The power station is owned by Stanwell. It is highly automated, and in 2002 Unit 4 set a world record for 1,073 days of continuous operation. The power station has a 210m high chimney stack and two 130m high cooling towers that are 100m in diameter. Supplying 1.5 million homes, the power station is Stanwell’s largest operating site. It is set in a 3,500 hectare industrial development site, Stanwell Energy Park, which has the potential to become one of Australia’s largest industrial precincts.
4 million tons of coal burnt each year
When operating at full load, Stanwell Power Station burns about 4 million tons of coal a year. Low sulphur black coal from various Central Queensland mines is transported via rail to the station. The coal is stockpiled until required in the boiler bunkers.
Each of the boiler bunkers holds around 350 tons of coal. A feeder regulates the flow of coal from the bunkers to pulverisers. Six pulverisers (mills) for each unit grind the coal into a fine powder. The powdered coal is then mixed with warm air and burnt. The gases, ash and particles from the burnt coal are drawn through two electrostatic precipitators per unit. Charged plates collect the ash, dust, and fine particles out of the gas. The particles are attracted to the plates, then collected in hoppers and are carried away by a conveyor belt.
The particulate matter is passed to silos, where it is mixed with water and ash. This creates a slurry that is pumped to the ash disposal area. The slurry dries hard like cement, with low amounts of water in the ash reducing the risk of water table contamination. A re-vegetation project is being carried out on the disposal area. The power station is improving waste management practices, including selling fine-grade ash for use as cement extender. The gases that pass through the precipitators are discharged up the chimney. There are four flues within the chimney – one for each unit.
Low NOx burners
Each of Stanwell’s four units has a boiler with about 200km of tubing. The boilers are fitted with low NOx burners. Steam from the boiler is heated to 541°C in the superheater and passes through high-pressure pipework to the turbine. Superheated steam passes from the boiler through the turbine. The steam pressure drops from about 17,000kPa to about 12kPa absolute.

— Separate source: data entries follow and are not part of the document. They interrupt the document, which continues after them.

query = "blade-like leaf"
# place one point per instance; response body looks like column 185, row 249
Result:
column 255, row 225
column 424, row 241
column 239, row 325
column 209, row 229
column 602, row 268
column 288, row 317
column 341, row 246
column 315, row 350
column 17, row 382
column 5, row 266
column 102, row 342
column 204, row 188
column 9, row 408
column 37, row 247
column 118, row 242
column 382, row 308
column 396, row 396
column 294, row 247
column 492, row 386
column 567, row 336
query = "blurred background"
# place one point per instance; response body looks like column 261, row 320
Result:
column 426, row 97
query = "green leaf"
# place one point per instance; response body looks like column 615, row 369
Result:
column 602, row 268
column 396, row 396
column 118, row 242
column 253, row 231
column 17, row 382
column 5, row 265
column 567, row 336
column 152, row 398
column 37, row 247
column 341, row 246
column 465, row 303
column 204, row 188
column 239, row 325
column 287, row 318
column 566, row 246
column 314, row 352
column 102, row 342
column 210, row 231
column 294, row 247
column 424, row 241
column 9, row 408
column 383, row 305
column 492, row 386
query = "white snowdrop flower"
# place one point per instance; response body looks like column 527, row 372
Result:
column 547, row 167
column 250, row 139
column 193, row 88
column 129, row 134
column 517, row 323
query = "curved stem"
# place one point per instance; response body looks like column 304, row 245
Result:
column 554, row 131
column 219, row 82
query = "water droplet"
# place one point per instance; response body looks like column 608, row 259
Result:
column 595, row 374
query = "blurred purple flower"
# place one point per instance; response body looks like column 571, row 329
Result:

That causes the turbine to rotate at 3000rpm.
Once used, the steam is condensed and pumped back to the boiler. After circulating in the condenser, the cooling water – now about 10°C hotter, flows back to the cooling tower. This water is cooled by air and then falls back into the bottom of the cooling tower to be recycled through the condenser. Cooling water comes from the Fitzroy River.
Energy is produced at 20kV, increased to 275kV by the generator transformer before being passed to the Queensland electricity grid. Power enters the grid at the Stanwell switchyard.
Seed orchard on adjacent land
The Stanwell Seed Orchard is located on land adjacent to the power station. The seed orchard is a partnership between Stanwell and Forestry Plantations Queensland (formerly Department of Primary Industry – Forestry) and is project managed by Forestry Plantations Queensland. When production peaks, the orchard will produce 85 million seeds each year.
Stanwell is investigating an integrated gasification combined cycle, geosequestration, and the feasibility of using grey water from the Rockhampton sewerage works.